На слове «любовь», произнесенном мысленно и осторожно, перед внутренним взором Авы мгновенно возникал Уильям. Его лицо, яркие, блестящие глаза. Смотрящие то строго, то нежно, но всегда проникающие своим взглядом в самую глубину ее сердца и израненной, бедной души. Именно ради этой любви, что спасала Аву даже тогда, когда сама она этому отчаянно сопротивлялась, ей теперь очень хотелось жить. И потому она продолжала. Не имея никаких гарантий на успех.

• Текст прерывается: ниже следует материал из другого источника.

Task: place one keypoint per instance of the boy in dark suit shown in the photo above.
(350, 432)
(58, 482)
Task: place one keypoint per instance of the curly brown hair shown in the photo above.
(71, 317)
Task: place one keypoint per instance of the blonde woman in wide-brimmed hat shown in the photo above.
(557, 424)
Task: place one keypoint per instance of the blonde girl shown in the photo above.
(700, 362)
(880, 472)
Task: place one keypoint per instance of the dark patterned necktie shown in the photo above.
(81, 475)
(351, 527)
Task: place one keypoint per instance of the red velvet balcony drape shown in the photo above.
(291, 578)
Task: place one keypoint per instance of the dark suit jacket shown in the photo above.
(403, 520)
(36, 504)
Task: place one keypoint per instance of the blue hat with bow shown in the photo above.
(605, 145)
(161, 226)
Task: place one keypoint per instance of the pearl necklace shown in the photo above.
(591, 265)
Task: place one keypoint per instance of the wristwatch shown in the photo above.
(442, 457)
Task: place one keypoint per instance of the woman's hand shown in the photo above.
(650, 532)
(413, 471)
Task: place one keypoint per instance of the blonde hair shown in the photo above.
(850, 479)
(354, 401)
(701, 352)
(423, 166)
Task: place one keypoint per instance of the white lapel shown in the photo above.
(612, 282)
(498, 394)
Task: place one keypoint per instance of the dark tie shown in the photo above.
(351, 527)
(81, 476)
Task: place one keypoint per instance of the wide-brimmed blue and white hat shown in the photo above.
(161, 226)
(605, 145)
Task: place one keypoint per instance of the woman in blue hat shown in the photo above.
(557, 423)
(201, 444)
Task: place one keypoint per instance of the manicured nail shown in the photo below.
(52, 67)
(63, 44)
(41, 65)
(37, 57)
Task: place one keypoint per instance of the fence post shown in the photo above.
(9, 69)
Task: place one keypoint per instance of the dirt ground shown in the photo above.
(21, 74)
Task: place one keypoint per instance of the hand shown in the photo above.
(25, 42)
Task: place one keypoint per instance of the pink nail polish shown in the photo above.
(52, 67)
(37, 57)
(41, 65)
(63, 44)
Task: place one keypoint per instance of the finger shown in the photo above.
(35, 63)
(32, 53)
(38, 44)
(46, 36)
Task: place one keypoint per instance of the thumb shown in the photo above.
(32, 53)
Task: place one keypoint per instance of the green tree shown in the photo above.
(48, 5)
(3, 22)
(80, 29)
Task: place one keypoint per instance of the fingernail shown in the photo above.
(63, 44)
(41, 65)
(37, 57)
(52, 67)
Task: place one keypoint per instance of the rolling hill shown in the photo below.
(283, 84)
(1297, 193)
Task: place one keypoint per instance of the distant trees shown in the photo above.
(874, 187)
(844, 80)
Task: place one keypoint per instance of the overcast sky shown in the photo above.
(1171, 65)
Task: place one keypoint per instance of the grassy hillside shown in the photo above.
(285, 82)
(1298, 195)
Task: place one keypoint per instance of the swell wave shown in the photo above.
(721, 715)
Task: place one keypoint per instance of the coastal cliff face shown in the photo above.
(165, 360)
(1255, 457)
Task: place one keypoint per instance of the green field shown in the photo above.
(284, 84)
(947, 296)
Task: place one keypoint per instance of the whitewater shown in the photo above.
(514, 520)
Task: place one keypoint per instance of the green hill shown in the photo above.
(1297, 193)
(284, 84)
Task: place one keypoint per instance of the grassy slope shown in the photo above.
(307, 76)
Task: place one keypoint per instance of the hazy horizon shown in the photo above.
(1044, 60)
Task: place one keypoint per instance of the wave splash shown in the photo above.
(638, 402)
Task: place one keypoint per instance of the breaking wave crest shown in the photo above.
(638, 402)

...В одном из этих дней, именно в таких мрачно-шатких путешествиях выяснилось, как сильно, на самом деле, — если быть с собой абсолютно честной, — ее изранило прошлое.

Просто безумно.

Но она — здесь, она не решилась уйти даже тогда, когда... Значит, что-то поправить возможно?.. Ава очень медленно, трудно выдохнула. Пришлось признать и то, что воспоминания об изнасиловании мучают, терзают ее, не дают покоя. И она, которая раньше заявляла Уильяму о нежелании мести, теперь этой мести желала и жаждала. Но разве это возможно?..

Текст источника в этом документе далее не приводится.